Your drive should be plenty fast enough without any special partitioning. Audio recording takes very little in the way of computing power so any computer made in the last 15 years will be able to do multitrack recording. The people that need computing power are those using large sample libraries or those doing video and 3D.
 
I don't think partitioning an SSD will speed up anything. Everything is in RAM chips, and there are no delays like you have in a traditional drive where the head has to physically move back and forth. Partitioning a drive resulted in physically using more limited area, which means the seek times could be reduced. It also would usually reduce the TOC, so there was less information that needed to be parsed to find a file.

An external drive would be suitable for holding project files. USB3 is pretty fast. If you use virtual instruments, you probably want to keep those on the SSD. Otherwise, with 32GB, most things will be loaded into memory and not employing the swap files as was common in the past when you had more limited memory and slower hard drives.
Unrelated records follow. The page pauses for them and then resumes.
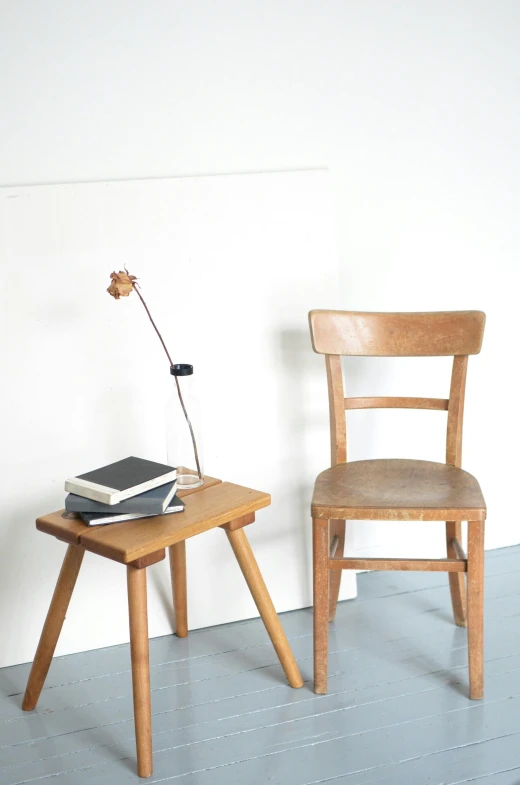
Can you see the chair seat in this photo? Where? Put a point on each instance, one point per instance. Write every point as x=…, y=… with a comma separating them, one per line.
x=399, y=490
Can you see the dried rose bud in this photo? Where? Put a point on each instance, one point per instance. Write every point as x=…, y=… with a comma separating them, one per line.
x=122, y=284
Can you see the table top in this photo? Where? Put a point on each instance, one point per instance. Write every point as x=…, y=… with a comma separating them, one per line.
x=214, y=504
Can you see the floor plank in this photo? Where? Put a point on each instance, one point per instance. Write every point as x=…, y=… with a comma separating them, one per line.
x=397, y=709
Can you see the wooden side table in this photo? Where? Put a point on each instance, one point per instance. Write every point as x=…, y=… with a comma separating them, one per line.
x=138, y=544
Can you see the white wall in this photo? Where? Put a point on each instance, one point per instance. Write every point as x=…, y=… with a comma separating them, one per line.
x=413, y=105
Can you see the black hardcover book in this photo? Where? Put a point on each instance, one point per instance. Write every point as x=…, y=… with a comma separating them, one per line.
x=119, y=481
x=152, y=502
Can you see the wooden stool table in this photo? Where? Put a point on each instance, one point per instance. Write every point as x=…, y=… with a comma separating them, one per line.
x=138, y=544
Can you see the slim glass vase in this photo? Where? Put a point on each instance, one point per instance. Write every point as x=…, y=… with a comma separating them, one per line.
x=184, y=440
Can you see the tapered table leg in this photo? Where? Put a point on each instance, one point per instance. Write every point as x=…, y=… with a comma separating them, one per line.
x=179, y=588
x=138, y=614
x=320, y=539
x=258, y=589
x=53, y=624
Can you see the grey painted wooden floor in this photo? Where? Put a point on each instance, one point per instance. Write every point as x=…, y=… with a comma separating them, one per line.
x=397, y=711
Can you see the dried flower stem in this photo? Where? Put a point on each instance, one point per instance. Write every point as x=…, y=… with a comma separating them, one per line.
x=181, y=400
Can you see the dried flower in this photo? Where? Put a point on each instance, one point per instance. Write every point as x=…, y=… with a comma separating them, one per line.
x=122, y=284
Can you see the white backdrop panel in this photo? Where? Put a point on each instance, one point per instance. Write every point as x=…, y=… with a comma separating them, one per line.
x=229, y=267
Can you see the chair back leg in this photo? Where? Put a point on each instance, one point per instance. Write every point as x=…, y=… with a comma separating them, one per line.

I load projects from an external USB3 drive all the time, and it takes maybe 2 or 3 seconds longer to load the whole thing. My normal data drive is a standard 7200rpm Barracuda drive.
 
So it sounds like I should be more than fine. Yes, I would use the external drive for storage. Thank you both for the quick answer. Now to decide on some decent budget monitors. I had no idea there were so many out there.
 
FYI, the same logic applies to defragmenting SSDs. Drive makers actually recommend against it, since it doesn't improve access time and actually uses up write cycles on the memory chips, which do have a lifespan (although a big one).